In 2006, a strong Democratic year, Sodrel’s party affiliation worked against him. Bush, the Republican-controlled Congress, and Republican Gov. Mitch Daniels were far less popular than they were in 2004, and Democrats portrayed Sodrel as a drone for the Bush administration. Sodrel tried to counter by attacking Hill as a career politician who had become a Washington lobbyist. Hill insisted that he did consulting for local businesses and was not a lobbyist. Illegal immigration loomed large during the campaign, as did social issues such as same-sex marriage, but Hill left little daylight between his and Sodrel’s positions on those matters. In early October, Hill put Sodrel on the defensive by linking him to the House GOP leaders who had failed to act quickly to punish Rep. Mark Foley, a Florida Republican who had sent sexually explicit e-mails to former congressional pages. Hill called himself “a family man with deep religious convictions,” and he ran an ad opposing gay marriage. Hill won his third match with Sodrel, 50%-45%, with a margin of 9,985 votes. His big advantage was in Bloomington-based Monroe County, where he won 63%-32%, with a lead of nearly 8,000 votes.
Since 2007, Hill’s voting record has put him almost precisely at the center of the House ideologically. He became policy co-chairman of the Blue Dog Democrats in 2009. In 2007, he won a seat on the influential Energy and Commerce Committee, where he wanted to target increased use of ethanol and biodiesel fuels and incentives for hybrid vehicles. But automaking is big business in Indiana, and Hill opposed sharply raising fuel economy standards for cars and trucks. Instead, he worked closely with the auto industry to limit the proposal. He and Rep. Lee Terry, R-Neb., sponsored a bill to set a 35-mile-per-gallon requirement for passenger cars by 2022. The industry and committee Chairman John Dingell, a Detroit-area Democrat, backed their bill. Congress ultimately enacted legislation setting that goal for all vehicles, but moved up the deadline to 2020.
Under pressure from party leaders, Hill voted in October 2007 to override President Bush’s veto of expanding the State Children’s Health Insurance Program; he initially voted against the bill because it raised cigarette taxes. In June 2008, Hill sponsored a bill to close loopholes in regulations for commodities, including gasoline. He voted against the bailout of the financial industry in the fall of 2008 because, he said, the legislation did not hold accountable the people responsible for the collapse of banks and other financial institutions. He later voted for the bailout of the Big Three automakers because of its impact on jobs in Indiana.
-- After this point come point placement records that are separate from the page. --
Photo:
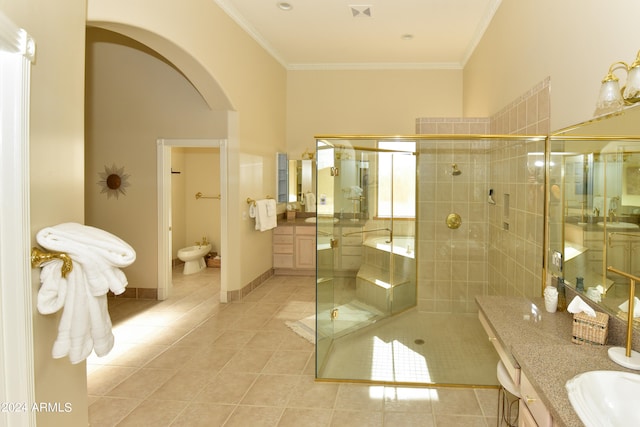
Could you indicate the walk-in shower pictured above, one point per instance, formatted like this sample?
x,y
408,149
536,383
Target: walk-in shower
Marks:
x,y
411,241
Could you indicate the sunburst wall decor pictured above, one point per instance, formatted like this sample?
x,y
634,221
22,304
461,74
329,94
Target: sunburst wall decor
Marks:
x,y
113,181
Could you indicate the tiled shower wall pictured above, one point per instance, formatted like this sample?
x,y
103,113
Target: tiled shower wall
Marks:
x,y
498,248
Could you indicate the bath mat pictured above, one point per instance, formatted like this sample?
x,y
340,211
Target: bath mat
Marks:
x,y
306,328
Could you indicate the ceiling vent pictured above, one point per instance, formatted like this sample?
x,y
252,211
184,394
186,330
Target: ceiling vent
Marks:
x,y
360,11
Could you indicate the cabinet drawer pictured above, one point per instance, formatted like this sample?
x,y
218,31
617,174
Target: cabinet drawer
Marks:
x,y
283,239
283,230
282,261
306,230
529,396
283,249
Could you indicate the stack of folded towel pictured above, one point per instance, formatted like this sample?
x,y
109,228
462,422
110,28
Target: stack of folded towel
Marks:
x,y
264,213
97,258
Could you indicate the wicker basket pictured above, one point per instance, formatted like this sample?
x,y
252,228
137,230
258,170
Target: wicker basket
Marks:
x,y
590,330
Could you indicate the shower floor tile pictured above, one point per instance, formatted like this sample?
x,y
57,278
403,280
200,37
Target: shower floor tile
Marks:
x,y
416,347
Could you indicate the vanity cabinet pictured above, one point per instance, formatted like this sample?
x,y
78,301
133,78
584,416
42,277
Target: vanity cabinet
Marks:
x,y
305,247
532,411
294,249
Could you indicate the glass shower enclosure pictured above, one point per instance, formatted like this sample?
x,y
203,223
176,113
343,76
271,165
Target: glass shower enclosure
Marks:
x,y
410,229
366,191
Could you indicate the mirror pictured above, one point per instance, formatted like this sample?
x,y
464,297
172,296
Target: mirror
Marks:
x,y
594,207
302,180
281,177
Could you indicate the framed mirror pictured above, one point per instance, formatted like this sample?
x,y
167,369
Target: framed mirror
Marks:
x,y
594,207
282,171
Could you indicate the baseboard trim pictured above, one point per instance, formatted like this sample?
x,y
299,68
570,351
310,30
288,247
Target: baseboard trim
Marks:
x,y
246,290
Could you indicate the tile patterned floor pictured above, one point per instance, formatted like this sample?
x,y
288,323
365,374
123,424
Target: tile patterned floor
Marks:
x,y
191,361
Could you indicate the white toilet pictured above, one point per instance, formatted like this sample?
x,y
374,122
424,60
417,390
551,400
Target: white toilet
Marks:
x,y
193,257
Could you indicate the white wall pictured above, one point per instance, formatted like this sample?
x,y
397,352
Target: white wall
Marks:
x,y
57,168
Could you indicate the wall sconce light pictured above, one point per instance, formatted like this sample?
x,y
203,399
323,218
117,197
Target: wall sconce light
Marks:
x,y
612,98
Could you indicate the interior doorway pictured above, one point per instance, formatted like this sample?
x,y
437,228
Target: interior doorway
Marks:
x,y
164,210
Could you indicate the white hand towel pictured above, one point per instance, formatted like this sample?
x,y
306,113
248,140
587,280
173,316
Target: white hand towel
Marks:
x,y
636,307
264,221
101,253
85,324
577,305
310,202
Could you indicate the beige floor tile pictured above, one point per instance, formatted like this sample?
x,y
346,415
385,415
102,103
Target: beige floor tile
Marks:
x,y
358,397
192,360
287,362
270,390
252,321
108,411
311,394
141,383
211,359
296,417
248,360
488,399
173,357
267,340
456,401
184,385
409,419
155,413
460,421
203,415
233,338
342,418
254,416
226,388
409,399
105,377
128,354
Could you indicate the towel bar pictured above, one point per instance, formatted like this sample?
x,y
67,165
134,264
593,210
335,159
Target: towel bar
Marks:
x,y
199,195
250,201
38,257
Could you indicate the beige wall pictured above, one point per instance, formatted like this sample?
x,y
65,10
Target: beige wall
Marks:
x,y
133,98
572,41
383,102
191,218
230,70
56,128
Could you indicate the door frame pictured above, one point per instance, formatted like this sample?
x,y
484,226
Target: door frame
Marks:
x,y
164,146
17,378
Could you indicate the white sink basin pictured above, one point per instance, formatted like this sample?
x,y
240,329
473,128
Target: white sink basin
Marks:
x,y
605,398
619,225
313,219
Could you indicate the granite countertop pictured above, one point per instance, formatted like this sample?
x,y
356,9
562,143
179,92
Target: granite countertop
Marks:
x,y
542,346
300,221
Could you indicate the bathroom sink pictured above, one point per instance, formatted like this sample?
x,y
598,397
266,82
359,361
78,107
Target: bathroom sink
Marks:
x,y
605,398
619,225
321,219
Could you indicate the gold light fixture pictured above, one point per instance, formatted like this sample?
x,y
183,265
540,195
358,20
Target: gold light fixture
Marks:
x,y
612,98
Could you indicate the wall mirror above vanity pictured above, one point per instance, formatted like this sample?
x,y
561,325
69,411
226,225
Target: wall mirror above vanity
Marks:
x,y
302,181
594,207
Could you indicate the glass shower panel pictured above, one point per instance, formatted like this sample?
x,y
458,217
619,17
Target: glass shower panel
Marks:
x,y
363,280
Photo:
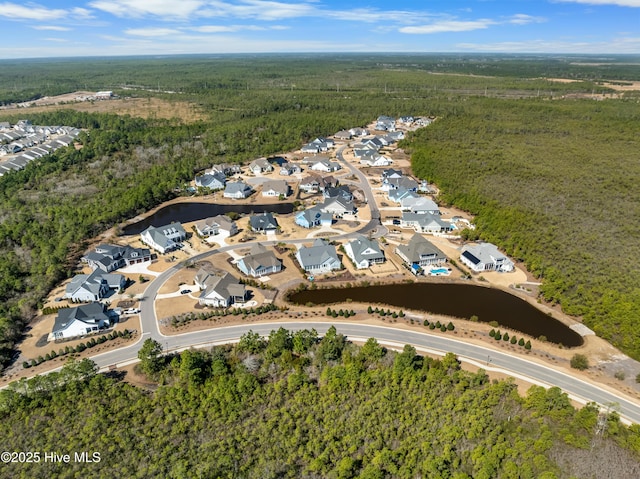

Hill and Sodrel faced each other once again in 2008, but the outcome was not nearly as close this time. Sodrel spent less than half of his 2006 total, and he had little national party help. He sought to hold Hill accountable for his 2006 campaign promises to spur the economy and reduce gas prices. Hill played up his independence in the House. He won 58%-38% and took 18 of the district’s 20 counties.